Small Data: Issues with marge


Response to a consultation on margarine legality.


The government releases an awful lot of information every day.

You can find it all on the publications page of its website.

I like to think that, however obscure some of the reports look, there are people out there who have been waiting for each one with eager anticipation.

Small Data

  • A series on curious numbers cropping up in the news, by stats watcher Anthony Reuben

There are figures for the gender pay gap at the Department for the Environment, Food and Rural Affairs and there's the updated list of former members of the Ukrainian government whose assets, if any, in the UK have been frozen.

There's a weekly message from Duncan Selbie, chief executive of Public Health England, and there's the full list of spending on government procurement cards over £500 in January by the Office of the Advocate General for Scotland. That's a spreadsheet featuring 14 labelled columns and the word "NIL".

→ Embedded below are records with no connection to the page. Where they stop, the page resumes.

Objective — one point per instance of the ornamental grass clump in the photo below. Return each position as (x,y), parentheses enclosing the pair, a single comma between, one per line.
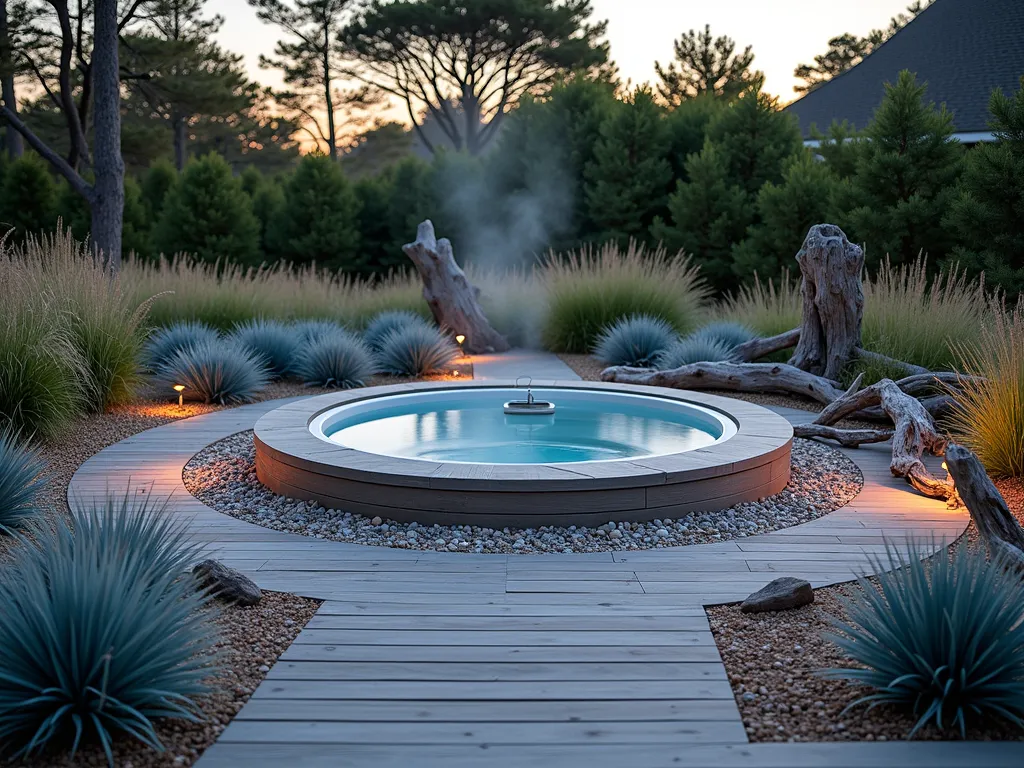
(728,333)
(588,291)
(274,341)
(220,372)
(20,480)
(341,360)
(693,349)
(636,341)
(165,342)
(102,633)
(415,350)
(944,639)
(988,401)
(384,323)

But this week's small data is the number one, which is the number of responses the government received in its consultation about changing the rules on margarine fortification.

As part of its commitment to reducing red tape, the government had a consultation about whether it should revoke the rule that required anyone producing margarine to fortify it with vitamins A and D.

The unnamed responder expressed concern that such a change could increase the number of cases of vitamin D deficiency in the population.

But the government brushed aside his or her concerns because "only a small number of small producers in the UK make a fat spread that would legally qualify as margarine".

So the stuff that we buy in the supermarket may not legally be margarine? I can't believe it's not.

Anyway, the good news for genuine margarine manufacturers is that it is no longer a criminal offence to sell unfortified margarine.

I wonder if anyone was ever convicted of this heinous crime.